Biyoloji Sözlüğü
'A'
Abiyogenez: Canlıların cansız maddelerden meydana geldiğini savunan görüş.
Absorbsiyon : Bir maddenin enerjiyi veya diğer bir maddeyi emebilme, soğurma yeteneğidir.
Açık dolaşım: Kanın damarlardan dokular arasındaki özel boşluklara yayılıp, madde alış-verişi olduktan sonra toplayıcı damarlarla kalbe dönmesine denir.
Adaptasyon: Canlının yaşama ve üreme şansını artıran çevreye uyumunu sağlayan ve kalıtsal olan özellikleri.
Adenin : Nükleik asitlerin yapılarında bulunan azotlu bir pürin bazıdır.Adenin yapısına katıldığı bazı moleküller ; ATP, ADP, AMP, NAD, NADP vs.
Adenovirüsler : Çift zincirli DNA molekülüne sahip virüslere denir.Boyutları 70 - 80 nm olup hayvanlarda bazı tümörlere neden olur.
Adenozin trifosfat (ATP):Canlıların doğrudan kullandığı hücresel enerji molekülü, biyolojik enerji.

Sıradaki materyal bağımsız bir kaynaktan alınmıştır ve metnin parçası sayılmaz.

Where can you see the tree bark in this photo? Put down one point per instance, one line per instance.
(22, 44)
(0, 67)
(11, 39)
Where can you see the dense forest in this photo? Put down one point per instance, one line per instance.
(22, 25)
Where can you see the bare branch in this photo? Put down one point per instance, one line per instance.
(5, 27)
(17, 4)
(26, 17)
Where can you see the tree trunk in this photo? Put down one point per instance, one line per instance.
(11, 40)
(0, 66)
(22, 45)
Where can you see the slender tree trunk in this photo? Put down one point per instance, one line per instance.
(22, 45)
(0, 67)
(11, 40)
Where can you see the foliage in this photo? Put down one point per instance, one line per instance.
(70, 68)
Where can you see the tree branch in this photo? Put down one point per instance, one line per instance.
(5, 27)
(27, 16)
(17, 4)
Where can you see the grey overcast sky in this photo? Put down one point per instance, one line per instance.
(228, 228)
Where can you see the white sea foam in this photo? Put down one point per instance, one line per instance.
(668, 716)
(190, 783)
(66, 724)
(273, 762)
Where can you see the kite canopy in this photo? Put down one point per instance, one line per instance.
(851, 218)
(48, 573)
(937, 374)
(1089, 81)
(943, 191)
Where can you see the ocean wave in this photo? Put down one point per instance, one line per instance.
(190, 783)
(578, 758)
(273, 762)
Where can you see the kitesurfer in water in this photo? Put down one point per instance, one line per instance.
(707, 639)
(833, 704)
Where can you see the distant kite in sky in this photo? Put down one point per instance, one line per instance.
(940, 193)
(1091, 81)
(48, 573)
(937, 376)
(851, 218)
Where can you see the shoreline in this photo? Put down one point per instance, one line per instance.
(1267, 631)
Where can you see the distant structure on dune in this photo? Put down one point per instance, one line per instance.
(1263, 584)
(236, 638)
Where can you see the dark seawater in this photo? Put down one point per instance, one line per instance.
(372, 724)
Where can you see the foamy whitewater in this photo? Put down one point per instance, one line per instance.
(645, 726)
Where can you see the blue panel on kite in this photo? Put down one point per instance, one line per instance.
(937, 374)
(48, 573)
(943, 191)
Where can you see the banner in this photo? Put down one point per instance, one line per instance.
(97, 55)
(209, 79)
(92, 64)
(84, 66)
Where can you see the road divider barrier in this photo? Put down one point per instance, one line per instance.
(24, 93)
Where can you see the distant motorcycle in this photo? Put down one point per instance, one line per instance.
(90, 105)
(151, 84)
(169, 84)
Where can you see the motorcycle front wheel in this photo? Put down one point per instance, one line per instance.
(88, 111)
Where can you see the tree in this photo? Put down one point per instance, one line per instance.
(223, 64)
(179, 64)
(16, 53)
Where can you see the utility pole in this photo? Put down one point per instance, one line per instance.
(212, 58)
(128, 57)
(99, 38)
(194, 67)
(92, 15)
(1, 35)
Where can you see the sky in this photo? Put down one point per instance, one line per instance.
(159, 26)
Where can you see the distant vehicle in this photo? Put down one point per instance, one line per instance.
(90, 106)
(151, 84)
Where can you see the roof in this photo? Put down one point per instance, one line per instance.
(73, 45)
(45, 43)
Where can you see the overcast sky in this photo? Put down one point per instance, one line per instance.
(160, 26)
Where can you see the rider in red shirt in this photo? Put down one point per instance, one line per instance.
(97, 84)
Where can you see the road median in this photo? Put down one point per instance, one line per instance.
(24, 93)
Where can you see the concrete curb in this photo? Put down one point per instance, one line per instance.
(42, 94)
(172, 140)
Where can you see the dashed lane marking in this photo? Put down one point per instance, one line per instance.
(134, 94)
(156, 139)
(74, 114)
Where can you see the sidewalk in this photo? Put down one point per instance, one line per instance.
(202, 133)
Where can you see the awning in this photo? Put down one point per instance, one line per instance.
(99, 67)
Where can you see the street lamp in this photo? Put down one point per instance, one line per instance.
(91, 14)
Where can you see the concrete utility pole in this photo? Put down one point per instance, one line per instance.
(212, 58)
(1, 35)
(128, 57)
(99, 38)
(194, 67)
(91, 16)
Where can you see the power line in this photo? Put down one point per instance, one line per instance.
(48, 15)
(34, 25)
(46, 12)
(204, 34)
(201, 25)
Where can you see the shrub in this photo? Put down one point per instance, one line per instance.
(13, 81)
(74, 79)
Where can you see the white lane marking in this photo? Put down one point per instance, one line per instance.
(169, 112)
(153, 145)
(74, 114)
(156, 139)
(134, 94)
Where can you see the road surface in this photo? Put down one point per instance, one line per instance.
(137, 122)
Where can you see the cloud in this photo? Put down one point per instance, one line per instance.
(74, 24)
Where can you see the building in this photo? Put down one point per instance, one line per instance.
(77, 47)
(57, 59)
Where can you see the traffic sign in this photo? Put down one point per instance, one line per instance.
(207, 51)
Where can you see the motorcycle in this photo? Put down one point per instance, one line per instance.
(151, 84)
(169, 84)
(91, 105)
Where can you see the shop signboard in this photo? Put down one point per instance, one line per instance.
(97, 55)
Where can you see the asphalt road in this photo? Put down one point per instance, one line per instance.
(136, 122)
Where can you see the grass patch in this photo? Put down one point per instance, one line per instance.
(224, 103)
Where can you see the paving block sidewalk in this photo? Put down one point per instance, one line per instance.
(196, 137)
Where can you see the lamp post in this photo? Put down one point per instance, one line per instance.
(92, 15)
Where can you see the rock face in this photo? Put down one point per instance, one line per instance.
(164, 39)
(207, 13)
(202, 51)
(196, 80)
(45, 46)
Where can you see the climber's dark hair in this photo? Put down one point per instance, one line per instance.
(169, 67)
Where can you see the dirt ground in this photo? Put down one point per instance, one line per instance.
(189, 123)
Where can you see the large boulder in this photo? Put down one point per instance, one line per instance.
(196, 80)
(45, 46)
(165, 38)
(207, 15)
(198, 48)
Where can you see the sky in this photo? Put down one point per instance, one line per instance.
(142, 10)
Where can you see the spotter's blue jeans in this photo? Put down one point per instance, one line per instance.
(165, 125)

ADH : 🙂🙂🙂🙂bolik faaliyetler sonucunda oluşan alkolleri, keton ve aldehit gruplarına çeviren enzimlerden birisi.
Adrenalin:Böbrek üstü bezinden salgılanan hormon.
Aerobik solunum: Hücrede yalnız moleküler oksijenin kullanıldığı bir solunum şeklidir.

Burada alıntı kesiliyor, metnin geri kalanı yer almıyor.